All the patch releases are backward compatible. To upgrade to a newer patch release, please download the installer from the Broadcom Support portal and follow the regular installation steps for upgrade.
If you currently have HA enabled with SSO and you rely on Geode for session sharing, you will need to change your setup due to discontinued maintenance for Apache Geode. You can choose between using session affinity routing or configuring a Redis server for session store. Read more about Configure session affinity or about Configure session store (SSO).
We introduced the explicit SSO configuration as a breaking change in the v1.1.x release. We enable SSO by default and we require sso.secretName
to be set to the name of the SSO secret you would like to use. Read more about Configure Single Sign-On (SSO).
In all the 1.0.x versions, SSO is enabled implicitly when a Kubernetes secret called sso-credentials
is found in the same namespace.

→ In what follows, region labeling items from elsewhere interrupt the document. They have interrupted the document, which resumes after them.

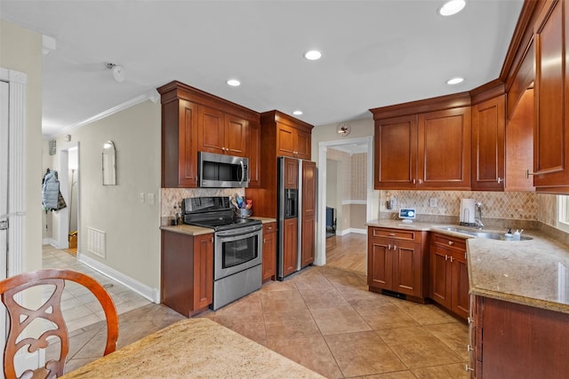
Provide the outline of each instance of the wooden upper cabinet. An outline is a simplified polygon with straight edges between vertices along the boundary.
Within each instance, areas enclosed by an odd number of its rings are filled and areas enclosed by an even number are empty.
[[[504,189],[505,134],[505,95],[472,107],[473,190]]]
[[[162,187],[197,186],[197,107],[173,99],[162,104]]]
[[[370,109],[375,189],[469,190],[469,103],[459,94]]]
[[[284,158],[284,188],[298,189],[299,162],[295,159]]]
[[[261,119],[274,123],[276,128],[277,156],[310,160],[312,125],[278,111],[265,112]]]
[[[198,150],[245,156],[247,121],[218,109],[200,106]]]
[[[569,5],[553,0],[535,27],[533,184],[539,192],[569,192],[568,23]]]
[[[225,154],[247,155],[247,120],[233,114],[225,114]]]
[[[250,122],[247,134],[249,156],[249,188],[259,188],[260,182],[260,124]]]
[[[414,188],[417,171],[417,115],[375,122],[375,188]]]
[[[157,91],[162,102],[162,187],[196,187],[199,151],[248,156],[248,147],[257,152],[253,186],[260,183],[259,113],[180,82]],[[252,133],[250,125],[257,127]]]
[[[470,107],[419,114],[417,186],[470,188]]]
[[[223,154],[225,150],[223,112],[208,107],[199,107],[198,114],[199,151]]]

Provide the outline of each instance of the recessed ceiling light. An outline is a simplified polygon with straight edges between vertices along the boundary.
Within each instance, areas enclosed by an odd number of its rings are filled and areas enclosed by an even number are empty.
[[[441,16],[452,16],[462,11],[466,6],[466,0],[450,0],[438,9]]]
[[[309,60],[318,60],[320,58],[322,58],[322,52],[318,51],[317,50],[311,50],[304,54],[304,58]]]
[[[458,84],[459,83],[464,82],[464,78],[461,77],[453,77],[453,79],[449,79],[446,81],[447,84]]]

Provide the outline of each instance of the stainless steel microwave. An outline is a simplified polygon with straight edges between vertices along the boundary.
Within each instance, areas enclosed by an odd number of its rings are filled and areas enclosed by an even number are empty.
[[[246,188],[249,186],[249,158],[197,153],[197,178],[203,188]]]

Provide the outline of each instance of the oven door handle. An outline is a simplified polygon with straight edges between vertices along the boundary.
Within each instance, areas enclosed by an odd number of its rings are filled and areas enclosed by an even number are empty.
[[[253,226],[253,228],[246,228],[247,230],[243,230],[243,229],[244,228],[216,232],[215,237],[223,238],[225,241],[244,240],[246,238],[255,236],[257,233],[259,233],[261,231],[262,226],[260,228],[257,228]]]
[[[243,181],[245,179],[245,166],[243,164],[243,160],[239,161],[239,164],[241,165],[241,180],[239,180],[239,185],[243,185]]]

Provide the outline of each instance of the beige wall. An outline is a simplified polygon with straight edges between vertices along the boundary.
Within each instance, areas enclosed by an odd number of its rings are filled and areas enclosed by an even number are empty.
[[[58,154],[79,142],[79,252],[155,290],[160,285],[160,104],[145,101],[68,131],[71,142],[57,138]],[[108,140],[116,149],[116,186],[102,186]],[[58,162],[51,160],[55,170]],[[154,194],[154,205],[140,202],[140,193]],[[87,227],[105,232],[105,257],[87,250]]]
[[[0,67],[27,75],[23,270],[42,267],[42,35],[0,20]]]

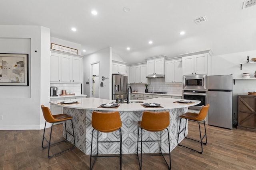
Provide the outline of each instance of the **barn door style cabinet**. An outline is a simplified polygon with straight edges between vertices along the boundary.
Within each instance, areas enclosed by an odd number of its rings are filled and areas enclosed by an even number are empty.
[[[237,129],[256,132],[256,96],[238,95]]]

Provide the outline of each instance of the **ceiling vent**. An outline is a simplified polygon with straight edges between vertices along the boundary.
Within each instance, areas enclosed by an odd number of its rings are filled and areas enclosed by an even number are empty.
[[[197,24],[198,23],[201,23],[202,22],[205,22],[207,21],[207,19],[206,18],[206,16],[204,16],[203,17],[200,17],[199,18],[196,19],[194,20],[196,23]]]
[[[244,9],[246,8],[250,7],[254,5],[256,5],[256,0],[250,0],[244,2],[243,5],[243,8]]]

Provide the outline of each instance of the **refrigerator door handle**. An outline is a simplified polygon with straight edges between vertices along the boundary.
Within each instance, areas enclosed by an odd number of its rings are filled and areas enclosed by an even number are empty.
[[[120,79],[121,81],[121,91],[123,92],[123,78],[121,77],[121,78]]]

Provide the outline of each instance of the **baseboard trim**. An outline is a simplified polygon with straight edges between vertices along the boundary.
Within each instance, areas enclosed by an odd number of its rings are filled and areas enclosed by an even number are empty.
[[[46,128],[50,127],[51,123],[47,122]],[[44,123],[40,125],[0,125],[0,130],[40,130],[44,128]]]

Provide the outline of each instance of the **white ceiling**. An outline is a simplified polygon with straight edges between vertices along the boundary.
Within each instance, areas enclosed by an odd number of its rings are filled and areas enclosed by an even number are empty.
[[[112,47],[134,64],[210,49],[214,55],[256,49],[256,5],[242,10],[244,1],[0,0],[0,24],[42,25],[52,37],[82,44],[83,55]],[[196,24],[204,16],[208,21]]]

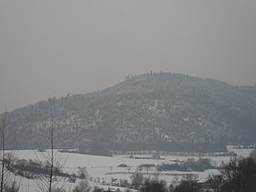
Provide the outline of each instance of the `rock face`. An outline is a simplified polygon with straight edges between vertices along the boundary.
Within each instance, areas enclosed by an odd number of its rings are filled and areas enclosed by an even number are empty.
[[[8,115],[6,145],[44,143],[54,116],[56,147],[219,151],[256,141],[256,87],[174,73],[143,74],[102,91],[51,98]],[[15,135],[15,136],[14,136]],[[104,152],[103,152],[104,153]]]

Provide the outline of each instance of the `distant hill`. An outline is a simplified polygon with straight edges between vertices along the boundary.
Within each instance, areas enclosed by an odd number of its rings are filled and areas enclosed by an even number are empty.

This can lead to the security risk of exposing API portal instances to unauthorized users if the SSO secret was accidentally (or maliciously) deleted.
Due to the SSO behavioral change, you will need to download the latest 1.1.x version and update your existing values file with SSO related properties during the installation process.
If you currently have SSO enabled with your v1.0.x deployments of API portal for VMware Tanzu, you will need to add the following properties to your existing values file:
sso:
enabled: true # Optional, but recommended for explicitness
secretName: sso-credentials
For Carvel users: SSO secret name was configured under apiPortalServer.sso.secretName
property in API portal v1.0.x releases. Make sure to move sso.secretName
to top level when upgrading to API portal 1.1.x releases.
If you currently don't have SSO activated, you will need to add the following property to your existing values file:
sso:
enabled: false
With the values file updated, you may now follow the same installation as before.